Functional programming and the use of artificial neural networks are two approaches to computation that might seem unrelated at first, but can be seen as two opposite solutions to the same problem.
Functional programming
Software engineers praise purely functional software because it's easy to read: you can
understand a pure function by just reading it, without any need to worry about the context in which this
function was declared, without having to worry about its environment. You don't need to have
three other files open to understand what a pure function f
is doing, because you can be
sure that f
doesn't use global variables (there are no global variables in functional programming,
only global constants) and you can be sure that all functions that f
depends on are pure.
Being easy to read, purely functional programs are also easier to parallelize than their imperative
counterparts, and they are easier to optimize: you can cache the output of f(3, 4)
for all
future invocations of f
that use those exact same inputs; f
is
deterministic, so it's going to give the same output anyway.
Lastly, a purely functional program is easy to unit-test: all its units are pure functions, and as such can be tested without having to setup a certain state before calling the function under test.
Neural networks
The weights of an artificial neural network (ANN) can be seen as its state.
While functional programming is stateless, ANNs are dependent on state: here, in a certain sense, computation is state.
ML Engineers often have to spend some effort into understanding what's happening in a neural network and why it is giving a certain output instead of another. This is partly because ANNs are trained in a non-deterministic way, but also because ANNs depend so heavily on state: two networks with the same exact architecture but different state (different weights) can perform vastly different tasks. A three-layer feed-forward neural network can be trained to steer a small robot or to distinguish cats from dogs.

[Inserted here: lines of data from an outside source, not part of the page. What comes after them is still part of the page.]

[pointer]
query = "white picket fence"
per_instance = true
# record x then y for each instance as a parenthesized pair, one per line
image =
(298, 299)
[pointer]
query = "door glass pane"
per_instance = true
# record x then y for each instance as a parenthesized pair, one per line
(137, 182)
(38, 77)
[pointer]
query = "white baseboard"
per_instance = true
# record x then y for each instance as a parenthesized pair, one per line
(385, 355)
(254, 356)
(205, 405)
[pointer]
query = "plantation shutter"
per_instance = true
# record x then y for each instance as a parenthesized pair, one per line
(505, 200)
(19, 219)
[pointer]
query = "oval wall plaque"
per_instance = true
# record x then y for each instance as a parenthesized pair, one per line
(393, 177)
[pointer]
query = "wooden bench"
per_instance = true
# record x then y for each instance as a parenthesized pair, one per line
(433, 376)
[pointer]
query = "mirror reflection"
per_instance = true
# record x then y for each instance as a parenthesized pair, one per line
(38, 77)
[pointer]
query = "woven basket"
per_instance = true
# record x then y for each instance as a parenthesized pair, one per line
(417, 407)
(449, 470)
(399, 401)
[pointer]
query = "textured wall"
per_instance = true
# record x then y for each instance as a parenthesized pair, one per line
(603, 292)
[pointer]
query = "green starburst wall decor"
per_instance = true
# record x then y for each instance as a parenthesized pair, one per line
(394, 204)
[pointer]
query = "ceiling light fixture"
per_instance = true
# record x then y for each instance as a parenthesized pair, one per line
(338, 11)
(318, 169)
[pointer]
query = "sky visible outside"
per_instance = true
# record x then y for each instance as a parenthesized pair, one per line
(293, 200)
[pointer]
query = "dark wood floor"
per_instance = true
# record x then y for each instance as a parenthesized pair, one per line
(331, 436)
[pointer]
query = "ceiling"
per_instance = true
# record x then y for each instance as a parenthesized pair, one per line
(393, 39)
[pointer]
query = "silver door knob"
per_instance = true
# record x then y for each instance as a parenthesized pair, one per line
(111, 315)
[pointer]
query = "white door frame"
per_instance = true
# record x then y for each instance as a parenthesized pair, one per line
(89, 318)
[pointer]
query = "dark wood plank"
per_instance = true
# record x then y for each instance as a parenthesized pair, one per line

So at least from an engineering point of view, a neural network is a black box. It is more meant to be used than to be understood. (Of course the engineer's point of view is different from the researcher's point of view—as much as the intentions of a Haskell programmer are different from a person who *maintains* Haskell and its compilers.)
We were saying that neural networks are black boxes. Engineers praise these black boxes because they basically write algorithms for you: if you want to calculate something for which you have tons of examples but no clear algorithm in mind, then just give these examples to a suitable ANN and store its state somewhere. This state (the weights of the network after it has been trained on the examples) is the computation needed to calculate what you want.
So ANNs are the opposite of functional programming and yet they solve the same problem, the problem of computation: calculating an output, given some inputs.
Read-write
I would be tempted to say that an ANN is easier to write than to read, while a purely functional programming language is easier to read than to write. I'm not sure about this last statement (which is also not measurable anyway), but I'm gonna leave it here with the hope that someone can give me their thoughts on this.
Summary
To sum it up:
- The problem of calculating an output given some inputs is known as the problem of computation.
- The problem of computation can be solved with different models of computation.
- Modern computer programs are better represented by purely functional programs than by ANNs. Functional programming prescribes to first come up with a set of stateless computations, then apply the inputs to those computations to get an output.
- On the other hand, the approach of artificial neural networks suggests to first apply the inputs to a set of stateful computations, then adjust the state of the network so that the behavior of the network looks closer to a certain set of examples.
- There is some kind of symmetry in these two approaches.